C. concisus was the most frequently encountered species in this study and occurred in participants from both groups. Strains identified as C. concisus with conventional methods might belong to genetically distinct but phenotypically indistinguishable genomospecies differing in their pathogenic potential (12). The PCR-DGGE used here cannot differentiate C. concisus genomospecies; thus strains detected in volunteers and strains found in diarrhea samples might represent distinct genomospecies with different pathogenic potentials.

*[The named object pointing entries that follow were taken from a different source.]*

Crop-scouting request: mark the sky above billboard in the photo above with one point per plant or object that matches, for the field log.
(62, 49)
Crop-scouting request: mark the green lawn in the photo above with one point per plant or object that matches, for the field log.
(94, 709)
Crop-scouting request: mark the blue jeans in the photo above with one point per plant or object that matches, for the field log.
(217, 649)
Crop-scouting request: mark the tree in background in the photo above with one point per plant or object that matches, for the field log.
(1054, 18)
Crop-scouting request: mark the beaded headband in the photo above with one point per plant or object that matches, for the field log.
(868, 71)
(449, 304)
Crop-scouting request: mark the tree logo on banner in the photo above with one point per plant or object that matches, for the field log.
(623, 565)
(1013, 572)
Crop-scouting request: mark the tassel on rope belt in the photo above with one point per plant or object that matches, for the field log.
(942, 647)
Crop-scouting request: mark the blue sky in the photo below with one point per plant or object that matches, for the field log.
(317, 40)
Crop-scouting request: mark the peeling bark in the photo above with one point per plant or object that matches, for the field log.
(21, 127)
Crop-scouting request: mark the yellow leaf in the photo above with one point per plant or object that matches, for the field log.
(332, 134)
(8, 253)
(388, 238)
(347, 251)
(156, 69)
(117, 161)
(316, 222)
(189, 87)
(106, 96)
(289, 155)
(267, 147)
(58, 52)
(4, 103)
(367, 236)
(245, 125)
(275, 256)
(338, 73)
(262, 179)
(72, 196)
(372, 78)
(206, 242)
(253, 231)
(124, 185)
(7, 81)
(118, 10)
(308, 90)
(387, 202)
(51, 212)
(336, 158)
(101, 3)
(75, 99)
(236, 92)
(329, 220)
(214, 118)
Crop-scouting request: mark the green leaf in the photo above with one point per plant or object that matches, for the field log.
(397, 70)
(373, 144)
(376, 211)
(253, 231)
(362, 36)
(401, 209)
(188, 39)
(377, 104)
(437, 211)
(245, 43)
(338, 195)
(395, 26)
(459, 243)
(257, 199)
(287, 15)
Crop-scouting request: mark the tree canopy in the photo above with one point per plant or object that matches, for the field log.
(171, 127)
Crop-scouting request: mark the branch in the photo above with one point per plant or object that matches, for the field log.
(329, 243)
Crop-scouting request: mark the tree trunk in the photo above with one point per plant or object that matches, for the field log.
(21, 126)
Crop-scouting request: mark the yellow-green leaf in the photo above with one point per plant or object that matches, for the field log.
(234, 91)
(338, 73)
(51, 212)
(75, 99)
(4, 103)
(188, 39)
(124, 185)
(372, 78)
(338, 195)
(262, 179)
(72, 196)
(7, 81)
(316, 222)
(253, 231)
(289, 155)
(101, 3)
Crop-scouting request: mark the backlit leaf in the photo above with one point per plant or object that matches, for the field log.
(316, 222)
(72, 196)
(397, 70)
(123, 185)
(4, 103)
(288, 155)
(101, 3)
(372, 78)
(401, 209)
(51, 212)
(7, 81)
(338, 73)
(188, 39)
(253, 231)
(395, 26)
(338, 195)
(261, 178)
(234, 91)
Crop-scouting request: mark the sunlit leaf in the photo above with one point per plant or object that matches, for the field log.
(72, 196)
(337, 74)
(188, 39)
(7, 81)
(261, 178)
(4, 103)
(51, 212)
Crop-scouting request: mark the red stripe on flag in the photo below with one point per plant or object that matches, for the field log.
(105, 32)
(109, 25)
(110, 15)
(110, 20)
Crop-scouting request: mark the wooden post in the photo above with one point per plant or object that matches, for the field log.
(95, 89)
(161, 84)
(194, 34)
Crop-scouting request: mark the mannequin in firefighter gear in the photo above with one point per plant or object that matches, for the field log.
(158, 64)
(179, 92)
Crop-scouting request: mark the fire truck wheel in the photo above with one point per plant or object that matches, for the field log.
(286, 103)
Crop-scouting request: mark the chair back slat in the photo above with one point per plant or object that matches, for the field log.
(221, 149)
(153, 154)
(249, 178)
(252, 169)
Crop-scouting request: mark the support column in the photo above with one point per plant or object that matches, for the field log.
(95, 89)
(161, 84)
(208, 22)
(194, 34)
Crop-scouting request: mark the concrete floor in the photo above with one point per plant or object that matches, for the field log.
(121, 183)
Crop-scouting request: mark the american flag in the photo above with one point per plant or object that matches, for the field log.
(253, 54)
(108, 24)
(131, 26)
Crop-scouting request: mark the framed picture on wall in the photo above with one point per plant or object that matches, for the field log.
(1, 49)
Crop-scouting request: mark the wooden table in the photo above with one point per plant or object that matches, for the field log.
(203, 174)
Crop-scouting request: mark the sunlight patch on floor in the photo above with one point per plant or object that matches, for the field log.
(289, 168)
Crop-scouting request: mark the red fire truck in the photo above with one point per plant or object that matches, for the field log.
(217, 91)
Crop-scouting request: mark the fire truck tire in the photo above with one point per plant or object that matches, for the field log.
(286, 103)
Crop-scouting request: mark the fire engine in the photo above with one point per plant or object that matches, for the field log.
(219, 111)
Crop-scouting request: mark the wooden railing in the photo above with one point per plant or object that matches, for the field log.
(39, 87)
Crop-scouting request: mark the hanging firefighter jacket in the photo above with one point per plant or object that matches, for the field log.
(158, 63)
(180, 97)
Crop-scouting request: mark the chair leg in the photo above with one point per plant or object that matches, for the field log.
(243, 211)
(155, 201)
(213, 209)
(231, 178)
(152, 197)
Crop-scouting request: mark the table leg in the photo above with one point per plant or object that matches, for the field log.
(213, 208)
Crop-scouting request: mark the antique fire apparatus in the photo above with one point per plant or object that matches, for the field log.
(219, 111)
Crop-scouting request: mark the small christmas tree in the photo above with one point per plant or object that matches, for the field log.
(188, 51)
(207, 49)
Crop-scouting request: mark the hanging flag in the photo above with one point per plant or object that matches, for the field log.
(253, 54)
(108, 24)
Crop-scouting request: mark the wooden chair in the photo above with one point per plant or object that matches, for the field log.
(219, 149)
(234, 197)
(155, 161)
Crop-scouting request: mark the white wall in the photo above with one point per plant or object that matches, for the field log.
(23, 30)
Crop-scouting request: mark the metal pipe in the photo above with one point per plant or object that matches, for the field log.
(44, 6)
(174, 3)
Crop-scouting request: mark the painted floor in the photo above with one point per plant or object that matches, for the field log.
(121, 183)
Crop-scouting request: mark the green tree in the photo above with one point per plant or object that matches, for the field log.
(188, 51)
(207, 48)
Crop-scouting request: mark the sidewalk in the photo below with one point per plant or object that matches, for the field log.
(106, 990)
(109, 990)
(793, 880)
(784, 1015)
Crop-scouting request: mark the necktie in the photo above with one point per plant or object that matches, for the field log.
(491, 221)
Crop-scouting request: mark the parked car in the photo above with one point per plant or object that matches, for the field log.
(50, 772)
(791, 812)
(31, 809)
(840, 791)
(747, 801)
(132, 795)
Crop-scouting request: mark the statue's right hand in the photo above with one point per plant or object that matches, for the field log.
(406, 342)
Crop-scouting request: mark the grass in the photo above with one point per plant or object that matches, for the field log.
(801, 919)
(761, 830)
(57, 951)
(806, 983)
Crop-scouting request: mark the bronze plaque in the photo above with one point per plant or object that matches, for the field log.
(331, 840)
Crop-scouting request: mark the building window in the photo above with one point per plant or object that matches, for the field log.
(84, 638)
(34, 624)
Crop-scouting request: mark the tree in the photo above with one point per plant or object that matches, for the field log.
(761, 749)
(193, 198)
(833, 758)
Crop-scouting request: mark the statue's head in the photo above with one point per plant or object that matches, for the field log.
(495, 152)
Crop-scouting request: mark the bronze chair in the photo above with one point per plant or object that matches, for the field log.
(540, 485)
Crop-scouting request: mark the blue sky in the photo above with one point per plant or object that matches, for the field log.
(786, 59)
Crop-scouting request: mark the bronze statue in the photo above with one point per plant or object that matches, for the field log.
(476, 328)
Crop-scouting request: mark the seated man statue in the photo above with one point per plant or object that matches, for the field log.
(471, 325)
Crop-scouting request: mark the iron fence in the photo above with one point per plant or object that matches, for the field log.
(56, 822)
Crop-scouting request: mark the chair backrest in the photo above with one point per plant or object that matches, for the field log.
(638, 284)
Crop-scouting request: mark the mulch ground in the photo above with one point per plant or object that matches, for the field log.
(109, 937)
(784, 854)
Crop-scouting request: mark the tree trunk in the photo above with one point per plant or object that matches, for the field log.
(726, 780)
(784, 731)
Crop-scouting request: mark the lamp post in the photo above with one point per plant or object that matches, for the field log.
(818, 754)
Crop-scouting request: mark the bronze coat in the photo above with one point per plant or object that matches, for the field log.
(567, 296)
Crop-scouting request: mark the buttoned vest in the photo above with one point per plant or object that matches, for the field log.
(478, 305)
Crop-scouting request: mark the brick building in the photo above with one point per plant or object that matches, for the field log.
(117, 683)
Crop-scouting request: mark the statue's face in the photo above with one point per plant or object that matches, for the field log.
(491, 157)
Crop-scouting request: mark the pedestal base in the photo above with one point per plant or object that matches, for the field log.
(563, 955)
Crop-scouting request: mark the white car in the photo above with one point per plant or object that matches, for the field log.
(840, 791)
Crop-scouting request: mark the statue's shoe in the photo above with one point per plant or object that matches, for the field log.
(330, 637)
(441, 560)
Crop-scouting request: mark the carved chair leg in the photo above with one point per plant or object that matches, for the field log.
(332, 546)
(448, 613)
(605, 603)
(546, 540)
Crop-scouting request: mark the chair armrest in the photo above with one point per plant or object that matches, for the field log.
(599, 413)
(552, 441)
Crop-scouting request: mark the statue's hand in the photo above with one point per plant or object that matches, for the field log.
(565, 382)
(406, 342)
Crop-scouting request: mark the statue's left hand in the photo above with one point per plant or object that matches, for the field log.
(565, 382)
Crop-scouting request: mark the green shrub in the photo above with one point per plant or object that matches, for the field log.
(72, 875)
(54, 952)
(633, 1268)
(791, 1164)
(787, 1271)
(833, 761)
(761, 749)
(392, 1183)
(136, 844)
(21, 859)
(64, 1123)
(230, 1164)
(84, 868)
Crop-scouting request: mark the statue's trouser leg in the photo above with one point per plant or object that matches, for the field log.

We detected C. hominis, C. gracilis, and C. ureolyticus in fecal samples of healthy volunteers and patients with diarrhea. C. hominis has long been considered a commensal (13). A molecular study found C. ureolyticus in 83 (23.8%) of 349 Campylobacter spp.–positive diarrhea samples, but no healthy controls were examined (14). Our data suggest these species are unlikely causes of diarrhea.

Our results indicate that certain Epsilonproteobacteria that are not routinely examined for account for a proportion of diarrhea cases of previously unknown etiology. PCR-DGGE is a useful tool to study the prevalence and distribution of these bacteria. C. concisus genomospecies are frequently detected in human disease (5,15; this study); elucidation of their pathogenicity should be considered a public health research issue.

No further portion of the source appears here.